Doctors welcome Supreme Court's call for nationwide debate on passive euthanasia
Doctors across the city welcomed the Supreme Court's decision to hear out the views of each state on the legalisation of passive euthanasia (withdrawal of medical treatment with the intention of causing a terminally ill patient's death). They said they were relieved that the apex court had accepted the notion, at least in principle.
The court made the observation on Wednesday while hearing a plea filed by an NGO called Common Cause.
Dr Nagraj G Huilgol, secretary of the Mumbai-based Society for the Right to Die with Dignity, said, "It is a welcome decision. I hope the state government and union territories come up with a positive reply."
Dr Huilgol added that passive euthanasia is practiced widely in India. "Every doctor at some point of time comes across such a case where the patient is severely ill and there is no scope of improvement. In such cases the doctor has to accelerate the process of death by not giving a definitive course of treatment. However, passive euthanasia shouldn't be seen as an option for harvesting organs or done due to the patient's inability to afford treatment," he said.
Dr TV Divetia, head of the department of anaesthesia and critical care at Tata Memorial hospital, said, "Earlier, doctors were in a legal vaccum since there was no law on it. For example, if we have a patient who is on maximum life support and gets a heart attack, after taking consent from relatives, we may not try any treatment, which is indirectly passive euthanasia. In fact, we doctors have never used the term passive euthanasia though it has been practiced for rare cases like terminally ill or severely brain-damaged patients. Instead, we call it withholding or withdrawing the life support system. It is a landmark decision as passive euthanasia has been accepted in principle." Dr Divetia was one of the panel members who reviewed Aruna Shanbaug's status for the Supreme Court.
In its judgment, the Supreme court said that active euthanasia entails the use of lethal substances or forces to kill a person, e.g. a lethal injection given to a patient with terminal cancer who is in terrible agony. Passive euthanasia entails the withholding of medical treatment for continuance of life, e.g. withholding of antibiotics without which a patient is likely to die, or removing the heart lung machine from a patient in coma. So while active euthanasia entails something being done to end the patient's life, in passive euthanasia, treatment that would have preserved the patient's life is not provided.

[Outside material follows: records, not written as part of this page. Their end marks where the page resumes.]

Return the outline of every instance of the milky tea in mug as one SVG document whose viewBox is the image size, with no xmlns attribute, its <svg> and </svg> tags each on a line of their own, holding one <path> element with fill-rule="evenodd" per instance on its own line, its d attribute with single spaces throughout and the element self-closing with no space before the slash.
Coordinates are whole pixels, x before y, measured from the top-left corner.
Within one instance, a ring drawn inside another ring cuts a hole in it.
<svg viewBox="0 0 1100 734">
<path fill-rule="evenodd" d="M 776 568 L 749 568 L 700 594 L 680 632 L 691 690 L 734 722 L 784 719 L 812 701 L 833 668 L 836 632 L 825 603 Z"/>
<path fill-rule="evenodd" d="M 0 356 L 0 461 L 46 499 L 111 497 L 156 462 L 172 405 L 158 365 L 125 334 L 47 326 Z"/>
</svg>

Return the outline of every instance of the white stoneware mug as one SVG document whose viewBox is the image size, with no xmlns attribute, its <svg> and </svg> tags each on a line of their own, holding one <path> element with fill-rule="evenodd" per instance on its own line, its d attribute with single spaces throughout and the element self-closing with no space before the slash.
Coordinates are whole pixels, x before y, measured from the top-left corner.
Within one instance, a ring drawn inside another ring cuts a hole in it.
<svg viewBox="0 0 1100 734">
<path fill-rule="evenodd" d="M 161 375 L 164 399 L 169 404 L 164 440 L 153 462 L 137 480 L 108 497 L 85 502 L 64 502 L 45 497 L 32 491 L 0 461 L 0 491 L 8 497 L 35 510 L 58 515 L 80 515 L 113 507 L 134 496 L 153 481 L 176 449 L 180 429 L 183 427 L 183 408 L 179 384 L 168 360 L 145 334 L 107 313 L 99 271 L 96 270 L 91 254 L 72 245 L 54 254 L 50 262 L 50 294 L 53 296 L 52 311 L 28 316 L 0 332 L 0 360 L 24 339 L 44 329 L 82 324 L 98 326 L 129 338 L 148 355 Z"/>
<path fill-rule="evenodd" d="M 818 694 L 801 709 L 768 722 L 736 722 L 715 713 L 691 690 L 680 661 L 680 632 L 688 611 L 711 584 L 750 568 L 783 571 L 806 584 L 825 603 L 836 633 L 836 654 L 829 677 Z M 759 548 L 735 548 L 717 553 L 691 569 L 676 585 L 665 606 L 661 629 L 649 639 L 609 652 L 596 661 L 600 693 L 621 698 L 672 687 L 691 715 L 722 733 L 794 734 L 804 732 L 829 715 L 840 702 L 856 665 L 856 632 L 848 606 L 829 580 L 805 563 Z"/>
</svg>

Euthanasia in India so far
1994: In the case of P Rathinam v/s Union of India, the Supreme Court had held that a person had the 'right to die'.
1996: The SC overruled its 1994 verdict and held that the 'right to die' is not a part of the 'right to life' under Article 21 of the Constitution. It also held that euthanasia was illegal.
1999: Four senior citizens in Kerala HC held that voluntary termination of one's life either by those who are frustrated or those who had achieved their life's mission would amount to suicide.
2004: The mother of 25-year-old K Venkatesh had moved the Andhra Pradesh HC. Venkatesh was a patient of muscular dystrophy since the age of 10. The petition was dismissed.
2005: A woman's husband and son moved the Patna HC and the state governor asking for a mercy killing as she was in a coma.